Even with those payments, Reishus says this year’s problems could hurt farmers, and the economy here, into the future. She says if current farmers who rent or sharecrop the land can’t afford to do so next year, it may be hard to find anyone to take over.

“The way the economy is right now, it's very difficult for people in the farming industry to actually make a profit. So taking on more ground just may not be something that they're willing to do — pick up additional ground or pay for additional ground when they know they can't make any money on it with the current economy and the prices of the commodities right now,” Reishus said.

Meanwhile, officials are wrestling with questions, including who will pay for repairs. State Sen. John Stinner, who represents the area in the Nebraska legislature, says the state has a role.

“The next step is to try to find funds. First of all, to try to reimburse the district for the money already spent. Secondarily, to take a look at the total amount of money that is going to have to do a permanent fix, not only on that tunnel, but to take a look at the other tunnels,” Stinner said.

So far, Gehring-Ft. Laramie Irrigation District Manager Rick Preston estimates the district has spent about $3 million for temporary repairs. But a permanent fix, for the tunnel that collapsed and two others of roughly the same age, will cost much more. Preston says one estimate is that inserting a “sleeve,” a fiber-resin tube within each of the tunnels, could cost $36 million.

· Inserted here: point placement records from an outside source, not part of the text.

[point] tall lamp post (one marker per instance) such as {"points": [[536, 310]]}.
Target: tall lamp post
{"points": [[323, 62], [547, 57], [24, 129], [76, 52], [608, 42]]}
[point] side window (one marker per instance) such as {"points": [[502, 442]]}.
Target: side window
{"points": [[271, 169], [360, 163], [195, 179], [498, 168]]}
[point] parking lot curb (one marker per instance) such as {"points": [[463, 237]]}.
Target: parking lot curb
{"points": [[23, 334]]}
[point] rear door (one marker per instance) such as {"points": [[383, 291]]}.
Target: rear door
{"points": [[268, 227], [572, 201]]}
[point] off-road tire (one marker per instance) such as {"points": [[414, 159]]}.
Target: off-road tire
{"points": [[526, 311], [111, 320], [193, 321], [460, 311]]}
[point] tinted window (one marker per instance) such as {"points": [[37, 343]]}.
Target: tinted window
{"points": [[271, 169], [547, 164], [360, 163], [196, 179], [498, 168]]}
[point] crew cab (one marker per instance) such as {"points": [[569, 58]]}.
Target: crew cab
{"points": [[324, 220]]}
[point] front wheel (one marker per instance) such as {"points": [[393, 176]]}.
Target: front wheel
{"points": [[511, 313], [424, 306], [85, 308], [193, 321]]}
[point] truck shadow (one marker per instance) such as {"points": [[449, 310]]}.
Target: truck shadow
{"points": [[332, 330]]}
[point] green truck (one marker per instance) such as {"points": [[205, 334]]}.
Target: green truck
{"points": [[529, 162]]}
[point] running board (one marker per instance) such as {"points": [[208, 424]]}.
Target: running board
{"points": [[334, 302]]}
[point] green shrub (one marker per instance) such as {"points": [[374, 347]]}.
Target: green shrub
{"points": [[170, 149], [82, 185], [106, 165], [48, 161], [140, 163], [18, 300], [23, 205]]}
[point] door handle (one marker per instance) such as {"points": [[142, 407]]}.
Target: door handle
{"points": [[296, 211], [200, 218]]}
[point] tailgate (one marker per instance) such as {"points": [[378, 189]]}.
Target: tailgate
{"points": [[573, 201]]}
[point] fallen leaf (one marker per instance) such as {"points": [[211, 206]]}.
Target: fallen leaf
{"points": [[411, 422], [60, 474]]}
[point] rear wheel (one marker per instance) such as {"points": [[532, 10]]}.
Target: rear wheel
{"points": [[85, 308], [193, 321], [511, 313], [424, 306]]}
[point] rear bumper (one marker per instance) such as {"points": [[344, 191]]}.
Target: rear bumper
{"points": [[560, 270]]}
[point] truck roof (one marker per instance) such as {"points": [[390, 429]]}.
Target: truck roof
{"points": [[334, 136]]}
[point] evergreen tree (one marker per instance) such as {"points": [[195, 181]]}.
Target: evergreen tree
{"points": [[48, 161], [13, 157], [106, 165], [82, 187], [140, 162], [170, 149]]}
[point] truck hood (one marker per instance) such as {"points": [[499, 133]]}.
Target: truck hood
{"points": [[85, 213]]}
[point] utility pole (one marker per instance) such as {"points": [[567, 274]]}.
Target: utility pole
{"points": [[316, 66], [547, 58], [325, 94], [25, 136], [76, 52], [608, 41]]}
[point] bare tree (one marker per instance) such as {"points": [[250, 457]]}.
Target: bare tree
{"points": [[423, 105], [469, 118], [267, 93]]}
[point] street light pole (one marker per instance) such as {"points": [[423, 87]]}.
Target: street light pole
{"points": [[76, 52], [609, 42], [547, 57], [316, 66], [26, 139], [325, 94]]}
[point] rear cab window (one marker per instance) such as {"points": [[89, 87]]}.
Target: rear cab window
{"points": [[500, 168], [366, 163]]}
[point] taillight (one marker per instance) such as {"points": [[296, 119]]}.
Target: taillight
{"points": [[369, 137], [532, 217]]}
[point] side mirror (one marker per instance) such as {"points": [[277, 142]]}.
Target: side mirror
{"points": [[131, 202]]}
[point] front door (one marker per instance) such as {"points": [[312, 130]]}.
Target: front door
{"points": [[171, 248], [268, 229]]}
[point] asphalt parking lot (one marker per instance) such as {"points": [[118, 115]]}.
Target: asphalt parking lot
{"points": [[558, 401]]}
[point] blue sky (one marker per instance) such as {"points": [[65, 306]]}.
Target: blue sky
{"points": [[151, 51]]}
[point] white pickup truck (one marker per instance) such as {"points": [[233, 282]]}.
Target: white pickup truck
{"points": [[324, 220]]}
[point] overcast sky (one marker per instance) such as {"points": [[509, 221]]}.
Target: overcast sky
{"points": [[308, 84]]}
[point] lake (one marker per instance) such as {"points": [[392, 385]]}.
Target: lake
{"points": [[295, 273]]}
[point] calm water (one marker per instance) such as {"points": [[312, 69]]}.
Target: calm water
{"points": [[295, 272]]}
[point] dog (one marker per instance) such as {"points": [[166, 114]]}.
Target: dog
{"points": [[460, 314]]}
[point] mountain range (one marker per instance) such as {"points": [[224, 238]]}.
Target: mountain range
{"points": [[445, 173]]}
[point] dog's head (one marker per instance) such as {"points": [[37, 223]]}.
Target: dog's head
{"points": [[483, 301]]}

Preston says officials will be seeking federal funds. Stinner, who chairs the legislature's appropriations committee, says the state might be able to come up with $5 million to $10 million, and the future of the ag-dependant North Platte Valley depends on getting the job done.

“It's hard for me to even put into words how significant this is. If we don't have water out here, if water isn't delivered, we don't have a valley,” Stinner said.